IF 4.9 2区 医学 Q1 Medicine Pub Date : 2022-08-15 DOI: 10.1186/s13395-022-00303-x
A Rasim Barutcu, Gabriel Elizalde, Alfredo E Gonzalez, Kartik Soni, John L Rinn, Amy J Wagers, Albert E Almada

Background: The AP-1 transcription factor, FBJ osteosarcoma oncogene (FOS), is induced in adult muscle satellite cells (SCs) within hours following muscle damage and is required for effective stem cell activation and muscle repair. However, why FOS is rapidly downregulated before SCs enter cell cycle as progenitor cells (i.e., transiently expressed) remains unclear. Further, whether boosting FOS levels in the proliferating progeny of SCs can enhance their myogenic properties needs further evaluation.

Methods: We established an inducible, FOS expression system to evaluate the impact of persistent FOS activity in muscle progenitor cells ex vivo. We performed various assays to measure cellular proliferation and differentiation, as well as uncover changes in RNA levels and three-dimensional (3D) chromatin interactions.

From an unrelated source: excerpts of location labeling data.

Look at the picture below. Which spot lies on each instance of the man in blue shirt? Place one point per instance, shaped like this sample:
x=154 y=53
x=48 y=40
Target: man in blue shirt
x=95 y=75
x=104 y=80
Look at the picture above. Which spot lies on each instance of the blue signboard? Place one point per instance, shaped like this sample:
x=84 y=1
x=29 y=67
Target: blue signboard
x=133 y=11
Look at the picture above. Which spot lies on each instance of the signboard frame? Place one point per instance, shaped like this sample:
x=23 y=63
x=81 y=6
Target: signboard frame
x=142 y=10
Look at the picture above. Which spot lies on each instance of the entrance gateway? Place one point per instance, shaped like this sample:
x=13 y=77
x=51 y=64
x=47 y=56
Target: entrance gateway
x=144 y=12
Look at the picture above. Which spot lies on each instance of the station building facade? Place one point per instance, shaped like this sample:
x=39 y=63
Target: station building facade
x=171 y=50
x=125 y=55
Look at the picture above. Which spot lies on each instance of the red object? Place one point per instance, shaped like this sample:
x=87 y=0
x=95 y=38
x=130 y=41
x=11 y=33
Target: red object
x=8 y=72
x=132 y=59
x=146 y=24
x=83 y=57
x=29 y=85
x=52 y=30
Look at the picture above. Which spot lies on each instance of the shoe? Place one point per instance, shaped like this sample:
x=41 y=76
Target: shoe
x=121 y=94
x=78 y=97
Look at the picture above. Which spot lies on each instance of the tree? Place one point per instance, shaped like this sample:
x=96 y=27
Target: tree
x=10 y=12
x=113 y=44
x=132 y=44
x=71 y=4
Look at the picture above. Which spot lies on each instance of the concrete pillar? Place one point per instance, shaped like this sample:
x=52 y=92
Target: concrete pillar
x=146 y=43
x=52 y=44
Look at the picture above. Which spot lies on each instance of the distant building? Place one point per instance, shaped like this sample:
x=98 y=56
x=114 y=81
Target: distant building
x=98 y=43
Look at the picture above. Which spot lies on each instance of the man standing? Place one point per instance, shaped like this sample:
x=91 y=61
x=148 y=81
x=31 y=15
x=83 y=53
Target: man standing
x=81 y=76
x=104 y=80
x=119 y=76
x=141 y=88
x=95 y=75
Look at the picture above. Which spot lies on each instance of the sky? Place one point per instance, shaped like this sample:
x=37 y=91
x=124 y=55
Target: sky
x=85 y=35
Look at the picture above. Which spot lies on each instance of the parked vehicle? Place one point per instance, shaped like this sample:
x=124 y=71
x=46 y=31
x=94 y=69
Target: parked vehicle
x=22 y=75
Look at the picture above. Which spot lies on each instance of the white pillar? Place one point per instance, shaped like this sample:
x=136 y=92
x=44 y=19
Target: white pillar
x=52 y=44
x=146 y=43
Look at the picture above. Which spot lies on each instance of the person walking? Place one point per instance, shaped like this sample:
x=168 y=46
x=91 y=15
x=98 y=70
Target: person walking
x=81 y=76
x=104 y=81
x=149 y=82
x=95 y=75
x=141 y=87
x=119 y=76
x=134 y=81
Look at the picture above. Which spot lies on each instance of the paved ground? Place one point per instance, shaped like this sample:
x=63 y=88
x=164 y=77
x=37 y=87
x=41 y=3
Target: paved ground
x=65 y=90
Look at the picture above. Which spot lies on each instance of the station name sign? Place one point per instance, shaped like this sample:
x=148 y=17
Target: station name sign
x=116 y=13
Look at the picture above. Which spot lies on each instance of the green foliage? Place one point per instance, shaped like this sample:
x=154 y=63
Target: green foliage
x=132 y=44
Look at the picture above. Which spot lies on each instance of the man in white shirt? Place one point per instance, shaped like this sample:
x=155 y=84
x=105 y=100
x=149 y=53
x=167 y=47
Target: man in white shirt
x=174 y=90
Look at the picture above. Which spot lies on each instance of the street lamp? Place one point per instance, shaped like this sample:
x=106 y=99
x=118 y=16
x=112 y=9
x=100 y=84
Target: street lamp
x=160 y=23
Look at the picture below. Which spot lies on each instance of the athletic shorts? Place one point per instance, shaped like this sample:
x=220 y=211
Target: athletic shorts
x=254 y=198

Results: Persistent FOS activity in primary muscle progenitor cells severely antagonizes their ability to differentiate and form myotubes within the first 2 weeks in culture. RNA-seq analysis revealed that ectopic FOS activity in muscle progenitor cells suppressed a global pro-myogenic transcriptional program, while activating a stress-induced, mitogen-activated protein kinase (MAPK) transcriptional signature. Additionally, we observed various FOS-dependent, chromosomal re-organization events in A/B compartments, topologically associated domains (TADs), and genomic loops near FOS-regulated genes.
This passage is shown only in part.